I’m going to write her.”

  But it would be, of course, a long time before there was a way for mail to get down to Earth.

  It was a long time. Now it was possible to send up robot rockets to the Platform. They came up. When the second arrived, Haney went out to pull it in. Joe forgot to notify Brown, in writing, an hour before launching a rocket recovery vehicle (space wagon) according to paragraph 3 of the formal memo, nor the time of launching in hours, minutes, etc., by Greenwich Mean Time (paragraph 4), nor was the testing of all equipment made before moving it into the airlock. This was because the testing equipment was in the airlock, where it belonged. And the commands for launching were not given by Brown or an officer designated by him, because Joe forgot all about it.

  Brown made a stormy scene about the matter, and Joe was honestly apologetic, but the Chief and Haney and Mike glared venomously.

  The result was completely inconclusive. Joe had not been put under Brown’s command. He and his crew were the only people on the Platform physically in shape to operate the space wagons, considering the acceleration involved. Brent and the others were wearing gravity simulators, and were building back to strength. But they weren’t up to par as yet. They’d been in space too long.

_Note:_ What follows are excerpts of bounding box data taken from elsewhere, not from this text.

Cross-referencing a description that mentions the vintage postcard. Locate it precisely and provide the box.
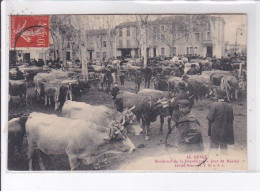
[6,14,248,172]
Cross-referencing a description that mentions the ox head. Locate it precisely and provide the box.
[157,98,171,119]
[105,122,136,153]
[120,106,143,135]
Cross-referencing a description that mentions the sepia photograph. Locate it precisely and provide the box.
[6,14,248,172]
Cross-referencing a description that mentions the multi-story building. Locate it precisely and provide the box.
[115,16,225,57]
[225,41,247,56]
[87,29,115,60]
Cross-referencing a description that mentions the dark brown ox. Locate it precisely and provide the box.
[8,116,28,160]
[115,91,170,140]
[26,112,135,170]
[62,100,142,135]
[138,89,173,134]
[9,80,27,104]
[44,82,61,110]
[168,77,183,94]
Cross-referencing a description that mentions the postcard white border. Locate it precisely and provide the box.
[1,1,260,190]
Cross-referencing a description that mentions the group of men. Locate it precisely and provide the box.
[172,83,234,153]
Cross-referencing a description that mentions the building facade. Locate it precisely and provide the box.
[115,16,225,57]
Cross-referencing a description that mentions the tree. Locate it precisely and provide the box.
[135,15,149,68]
[152,15,188,56]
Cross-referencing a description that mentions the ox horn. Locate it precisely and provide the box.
[129,106,135,111]
[121,117,125,125]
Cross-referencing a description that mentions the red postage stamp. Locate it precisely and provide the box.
[10,15,50,48]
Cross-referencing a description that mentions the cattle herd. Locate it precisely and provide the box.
[8,56,246,170]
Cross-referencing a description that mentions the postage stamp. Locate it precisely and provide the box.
[10,15,50,48]
[8,14,247,171]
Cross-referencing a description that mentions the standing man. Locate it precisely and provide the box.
[207,89,234,154]
[15,67,24,80]
[175,99,204,153]
[143,66,152,88]
[119,61,125,85]
[135,68,142,93]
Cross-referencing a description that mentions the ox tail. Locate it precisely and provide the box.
[114,98,124,112]
[220,77,231,90]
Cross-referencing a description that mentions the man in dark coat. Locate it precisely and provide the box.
[207,89,234,152]
[143,66,152,88]
[187,64,198,75]
[176,99,204,153]
[15,67,24,80]
[119,61,125,85]
[171,82,192,121]
[135,69,142,93]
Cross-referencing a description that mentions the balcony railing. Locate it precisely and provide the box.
[202,40,213,45]
[116,44,138,49]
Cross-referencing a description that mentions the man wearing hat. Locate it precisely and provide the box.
[15,67,24,80]
[176,99,204,153]
[187,64,198,75]
[135,68,142,93]
[207,88,234,153]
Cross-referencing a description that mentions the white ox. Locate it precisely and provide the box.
[26,112,135,170]
[62,100,143,135]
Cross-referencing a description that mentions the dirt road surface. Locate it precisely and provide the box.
[8,82,247,171]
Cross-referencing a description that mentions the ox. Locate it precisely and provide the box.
[168,77,183,94]
[115,91,170,140]
[44,82,61,110]
[26,112,135,170]
[138,89,172,134]
[62,100,142,135]
[8,116,28,159]
[9,80,27,104]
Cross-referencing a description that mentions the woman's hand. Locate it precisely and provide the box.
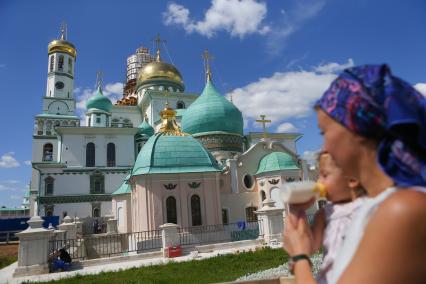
[283,207,313,256]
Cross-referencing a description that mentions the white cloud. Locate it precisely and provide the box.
[74,82,124,123]
[302,150,320,165]
[0,152,19,168]
[163,0,270,38]
[266,0,326,55]
[276,122,297,132]
[414,83,426,97]
[228,59,353,125]
[9,194,23,200]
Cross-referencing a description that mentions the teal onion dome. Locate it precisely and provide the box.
[182,80,244,135]
[138,116,155,137]
[131,132,219,176]
[256,152,299,174]
[86,86,112,112]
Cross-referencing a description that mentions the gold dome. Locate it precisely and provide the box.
[47,39,77,58]
[136,51,183,89]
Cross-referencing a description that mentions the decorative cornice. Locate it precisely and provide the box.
[38,194,112,204]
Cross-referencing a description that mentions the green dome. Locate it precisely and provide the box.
[131,132,219,176]
[182,80,244,135]
[256,152,299,174]
[86,86,112,112]
[138,119,155,137]
[112,182,132,195]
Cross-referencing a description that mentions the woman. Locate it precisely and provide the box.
[284,65,426,284]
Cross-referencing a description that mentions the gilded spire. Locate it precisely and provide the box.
[203,49,213,82]
[61,22,67,40]
[159,101,186,136]
[96,71,103,92]
[154,34,166,62]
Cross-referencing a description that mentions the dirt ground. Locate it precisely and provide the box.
[0,244,19,257]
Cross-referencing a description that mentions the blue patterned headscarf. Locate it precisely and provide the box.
[316,65,426,187]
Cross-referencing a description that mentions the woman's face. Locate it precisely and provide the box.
[317,109,362,179]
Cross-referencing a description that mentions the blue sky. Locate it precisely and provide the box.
[0,0,426,206]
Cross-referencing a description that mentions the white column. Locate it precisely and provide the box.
[160,223,180,257]
[13,216,53,277]
[255,199,284,243]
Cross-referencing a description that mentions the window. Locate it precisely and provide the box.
[222,209,229,225]
[44,205,53,216]
[58,55,64,71]
[166,196,177,224]
[92,204,101,218]
[246,206,257,222]
[43,143,53,162]
[68,57,72,74]
[107,143,115,167]
[86,142,95,167]
[176,101,185,109]
[90,172,105,194]
[49,55,55,72]
[243,174,254,189]
[44,177,55,195]
[191,194,202,226]
[260,190,266,201]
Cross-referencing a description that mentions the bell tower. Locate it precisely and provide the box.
[43,23,77,115]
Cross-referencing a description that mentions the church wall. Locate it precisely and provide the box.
[221,192,261,223]
[62,134,135,167]
[111,106,143,127]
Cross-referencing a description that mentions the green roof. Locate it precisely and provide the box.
[256,152,299,174]
[182,80,244,135]
[86,86,112,112]
[112,182,132,195]
[131,133,219,176]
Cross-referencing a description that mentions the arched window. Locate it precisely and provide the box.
[166,196,177,224]
[86,142,95,167]
[58,55,64,71]
[176,101,185,109]
[260,190,266,201]
[43,143,53,162]
[49,55,55,72]
[191,194,202,226]
[68,57,72,74]
[107,143,115,167]
[246,206,257,222]
[44,177,55,195]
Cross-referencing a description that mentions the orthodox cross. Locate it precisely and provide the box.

  So there was nothing Brown could do. He retreated into icily correct, outraged dignity. And the others hauled in and unloaded rockets as they arrived. They came up fast. The processes of making them had been improved. They could be made faster, heated to sintering temperature faster, and the hulls cooled to usefulness in a quarter of the former time. The production of space ship hulls went up to four a day, while the molds for the Moonship were being worked even faster. The Moonship, actually, was assembled from precast individual cells which then were welded together. It would have features the Platform lacked, because it was designed to be a base for exploration and military activities in addition to research.